В детстве мы все были настроены против народных песен, потому что они пользовались популярностью у среднего класса. Все студенты колледжа в длинных шарфах и с кружкой пива в руках распевали жеманными голосами «Я работал в шахте в Ньюкасле» и тому подобную ерунду. Настоящие исполнители в стиле фолк были все наперечет, хотя мне немного нравился Доминик Бехан, а в Ливерпуле можно было услышать совсем неплохие мелодии. Иногда по радио или телевидению передавали очень старые записи песен настоящих ирландских рабочих, и впечатление было потрясающим. Но в основном фолк пели люди с приторно-сладкими голосами, пытаясь оживить то, что уже давно отжило и умерло. Все это выглядело скучновато, как балет: музыку меньшинства исполняло такое же меньшинство. Сегодня музыка в стиле фолк — это рок-н-ролл (71).
Фолк-исполнитель — это не певец с акустической гитарой, поющий о шахтах и железных дорогах. Ничего подобного мы больше не поем. Теперь мы поем о карме, мире, о чем угодно (70).
В нашей семье радио слушали редко, поэтому к музыке в стиле поп я привык позднее, в отличие от Пола и Джорджа, которые выросли на поп-музыке, — ее постоянно транслировали по радио. А я слушал ее только у кого-то в гостях (71).
Эпоха Билла Хейли обошла меня стороной. Когда по радио передавали его записи, мать начинала танцевать, ей нравилась эта музыка. Я часто слышал ее, но для меня она ничего не значила (63).
С Элвисом Пресли меня познакомил мой приятель Дон Битти. Он показал мне номер «New Musical Express» («Новый музыкальный экспресс») и заявил, что он великий. Речь шла о песне «Heartbreak Hotel» («Отель разбитых сердец»).

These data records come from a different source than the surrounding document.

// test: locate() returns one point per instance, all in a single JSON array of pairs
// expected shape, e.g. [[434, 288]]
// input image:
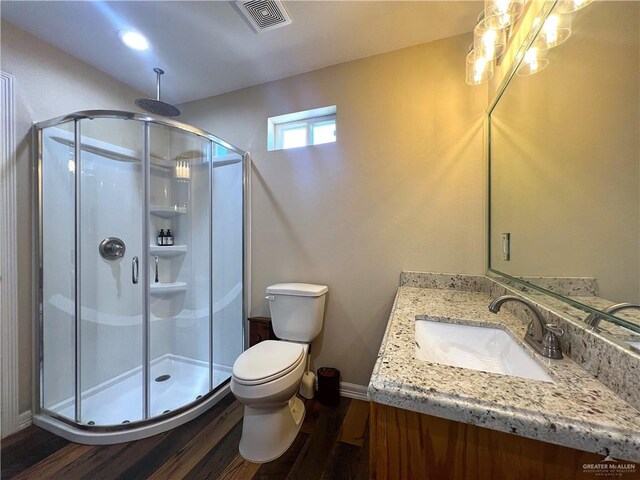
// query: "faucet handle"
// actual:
[[553, 328]]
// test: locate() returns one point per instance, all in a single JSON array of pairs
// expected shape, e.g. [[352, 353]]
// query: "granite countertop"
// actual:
[[576, 411]]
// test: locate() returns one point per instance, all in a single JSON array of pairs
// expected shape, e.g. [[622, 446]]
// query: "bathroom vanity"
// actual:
[[432, 420]]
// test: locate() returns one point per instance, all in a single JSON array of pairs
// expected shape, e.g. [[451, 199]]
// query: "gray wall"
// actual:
[[48, 83], [403, 187]]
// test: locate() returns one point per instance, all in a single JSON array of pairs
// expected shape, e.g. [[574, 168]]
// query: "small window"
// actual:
[[299, 129]]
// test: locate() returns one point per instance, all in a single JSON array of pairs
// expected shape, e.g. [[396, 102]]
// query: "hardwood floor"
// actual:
[[332, 444]]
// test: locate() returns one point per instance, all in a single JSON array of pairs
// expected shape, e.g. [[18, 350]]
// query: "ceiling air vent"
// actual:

Я решил, что ее название звучит фальшиво.
В музыкальных изданиях писали, что Пресли бесподобен, и поначалу я воспринимал его как Перри Комо или Синатру. Название «Heartbreak Hotel» казалось в то время слащавым, а само имя Пресли — странным. А потом, когда я услышал эту песню, я забыл о том, как относился к ней раньше. Впервые я прослушал ее по «Радио-Люксембург». Пресли и вправду оказался удивительным. Помню, как я прибежал домой с пластинкой и выпалил: «Он поет, как Фрэнки Лейн, Джонни Рей и Теннесси Эрни Форд!» (71)
Я поклонник Элвиса, потому что именно Элвис вытащил меня из Ливерпуля. Как только я услышал его и проникся его песнями, они стали для меня самой жизнью. Я не думал ни о чем, кроме рок-н-ролла, если не считать секса, еды и денег, хотя на самом деле все это одно и то же (75).
Рок-н-ролл пытались искоренить с тех пор, как он появился. В основном против рок-н-ролла выступали родители. Слова песен в те времена часто звучали двусмысленно.